Canadian First Nations and Ainu
My friend, Robina, left for Japan to study at a local high school for three months. I hope she will have a great time there.
Since Robina was little, she has watched Japanese animations and read manga books. So even before learning any basic Japanese grammar, Robina knew many words and expressions. Also she pronounces Japanese very naturally and this impressed me.
Robina says that the reason why she can pronounce Japanese so well is probably because she has been exposed to some First Nation’s languages: Robina’s mother is a lady from Haida Gwaii and her father was an artist of Cowichan Tribes. Robina might be able to pronounce easily some Japanese sounds that don’t exist in English but do in her parents’ indigenous languages. Finding a similarity among different things is exciting.
Thinking of Canadian First Nations, I often recall one of the indigenous groups in Japan, Ainu. Ainu people’s textiles are beautiful and their designs are more similar to Canadian First Nations’ fabric pieces than Japanese kimonos.
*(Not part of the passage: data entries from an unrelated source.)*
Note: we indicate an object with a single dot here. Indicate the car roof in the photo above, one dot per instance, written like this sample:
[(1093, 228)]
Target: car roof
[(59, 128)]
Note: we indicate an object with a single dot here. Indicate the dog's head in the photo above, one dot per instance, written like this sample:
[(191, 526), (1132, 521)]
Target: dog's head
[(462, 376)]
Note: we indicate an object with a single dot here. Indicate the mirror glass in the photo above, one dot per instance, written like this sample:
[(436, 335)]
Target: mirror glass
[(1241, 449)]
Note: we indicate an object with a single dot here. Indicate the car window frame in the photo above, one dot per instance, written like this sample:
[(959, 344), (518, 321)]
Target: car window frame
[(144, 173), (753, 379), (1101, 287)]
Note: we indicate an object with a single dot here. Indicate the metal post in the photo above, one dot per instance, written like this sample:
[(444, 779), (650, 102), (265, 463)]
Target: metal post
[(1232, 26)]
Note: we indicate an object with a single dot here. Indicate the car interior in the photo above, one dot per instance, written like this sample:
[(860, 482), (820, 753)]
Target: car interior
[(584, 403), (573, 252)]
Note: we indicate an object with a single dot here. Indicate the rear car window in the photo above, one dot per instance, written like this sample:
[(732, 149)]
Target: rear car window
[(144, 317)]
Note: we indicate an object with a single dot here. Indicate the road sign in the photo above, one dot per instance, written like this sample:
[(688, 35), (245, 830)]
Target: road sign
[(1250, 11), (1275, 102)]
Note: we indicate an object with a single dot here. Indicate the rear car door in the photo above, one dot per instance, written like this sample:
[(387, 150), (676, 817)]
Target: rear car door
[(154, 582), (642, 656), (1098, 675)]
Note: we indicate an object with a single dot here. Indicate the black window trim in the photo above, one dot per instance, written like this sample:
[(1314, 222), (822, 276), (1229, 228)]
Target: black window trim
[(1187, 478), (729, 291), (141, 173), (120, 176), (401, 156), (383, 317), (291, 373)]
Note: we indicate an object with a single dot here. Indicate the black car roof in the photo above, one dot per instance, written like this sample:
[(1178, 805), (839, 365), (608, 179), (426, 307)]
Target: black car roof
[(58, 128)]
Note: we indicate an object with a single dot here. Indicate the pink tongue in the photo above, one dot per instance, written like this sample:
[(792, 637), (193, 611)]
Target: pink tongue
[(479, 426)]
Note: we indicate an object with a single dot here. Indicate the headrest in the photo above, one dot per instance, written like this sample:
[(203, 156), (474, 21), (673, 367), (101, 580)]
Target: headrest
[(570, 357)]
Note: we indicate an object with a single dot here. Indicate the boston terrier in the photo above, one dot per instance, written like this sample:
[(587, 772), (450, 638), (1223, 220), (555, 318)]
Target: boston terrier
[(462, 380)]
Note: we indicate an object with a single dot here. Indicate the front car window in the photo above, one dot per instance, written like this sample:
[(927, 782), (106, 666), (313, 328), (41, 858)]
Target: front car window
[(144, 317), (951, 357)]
I don’t have any Ainu fabric pieces, but I have an Ainu wood carving brooch that I bought in Hokkaido 17 years ago (see the picture below). The base of each wing was carved into a hinge and linked with the butterfly fuselage so that the wings move like a real butterfly.
The other wooden piece is a rattle made by Robina’s father. Wooden beads were sealed inside the hollow of the raven face; it makes comforting sounds. The raven is a vocal, communicative and friendly bird, and that was perhaps why the artist chose a raven as a rattle soothe babies. Both of these wooden pieces show that their artists had keen observation eyes on the nature.